Jim Musselman has a knack for spotting opportunity. More often than not, it has paid off.

He got his first taste of the oil and gas industry as a lawyer, handling his brother Johnny’s legal work and helping put together finance deals.

“I was working by the hour and I was making a lot of people a lot of money,” he recalled. “I was getting paid by the hour, and I decided I needed to be in the business.”

Jim and Johnny Musselman teamed up with Jon Rex Jones and brother A.V. Jones to start the oil gathering company JM Petroleum. 

“We ran that for 10 years, and we ended up having 100,000 barrels a day that we were gathering,” he said.

Jon Rex Jones, now president of Jones Management, said the Musselman brothers were good partners for the business that bought and sold crude.

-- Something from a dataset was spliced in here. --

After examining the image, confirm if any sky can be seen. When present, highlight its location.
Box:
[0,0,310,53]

“With Jim leading the way, it grew to 101 trucks hauling oil and selling that oil in Texas,” he said. “He was smart and willing to do the work, to adapt new ideas on how to market crude oils.”

Jim Musselman
Jim Musselman, CEO of Caelus Energy (Source: Jim Musselman)

Along the way, Musselman recommended innovations that today seem rudimentary but were cutting edge at the time, such as using instruments to gauge oil tank levels before and after removing oil they had purchased to scientifically prove the volume removed, and synching that information with the head office in Dallas, rather than calculating estimates and sending those numbers by mail.

“That was just one of the innovative ideas that Jim was able to foster for us,” Jones said. “He’s been an entrepreneur in thought and action ever since he got involved with us in JM Petroleum.”

The partners ultimately sold JM Petroleum to Wesray Capital Group in the ’80s, and Musselman decided to try drilling. 

“It was a terrible business. I learned that early on. You don’t want to be in the drilling business unless you’ve got really big pockets,” he said.

He pivoted and joined Triton Energy, where he was involved with the company’s reorganization that replaced long-time president William Lee and Tom Finck. Musselman became CEO.

“We went into West Africa, to Equatorial Guinea, and made some good discoveries there. Not as big as Jubilee, but we made some really nice discoveries,” including the Ceiba find offshore Equatorial Guinea, he said.

In 2001, Amerada Hess, which later became Hess, bought Triton and when non-competes expired, Musselman and four colleagues founded Kosmos Energy, which sought oil offshore Ghana.

But securing a rig to drill the prospect was difficult, he said. Early in the exploration phase, he overheard some of the rig hands complaining about being in Ghana.

“They just said, ‘let’s get this dry hole out of the way and move on.’ I still chuckle about that all the time,” Musselman said. 

The Jubilee Field, discovered in 2007 and onstream since 2010, has about 3 Bbbl of proven reserves.

“Jubilee has got to be one of the most exciting things that we did because that really did open up that whole Ghana (play). That was a pretty good step out, and that was pretty risky,” he said.

After leaving Kosmos in 2010, he started Caelus Energy, which sought another Jubilee-sized field, this time on Alaska’s North Slope.

“We made a billion-barrel discovery up on the north slope of Alaska, but it is probably 50 miles from any infrastructure,” he said. 

The company expected to be able to build the needed infrastructure to transport the oil, but faced an unfavorable regulatory environment and low oil prices, he said.

“We ended up selling that asset to Conoco, who were there, and they had longer staying power than we did. And so, that was a disappointment. We loved Alaska,” Musselman said.

He said he’s been blessed to have a varied career, which also involved helping lead an investor coalition to design, construct and operate the Lone Star Park horse racetrack facility that opened in Grand Prairie, Texas, in 1997. But the oil industry has always brought him the biggest thrill.

“I enjoy the thrill of the hunt and the opportunity to work with really good, smart people,” Musselman said.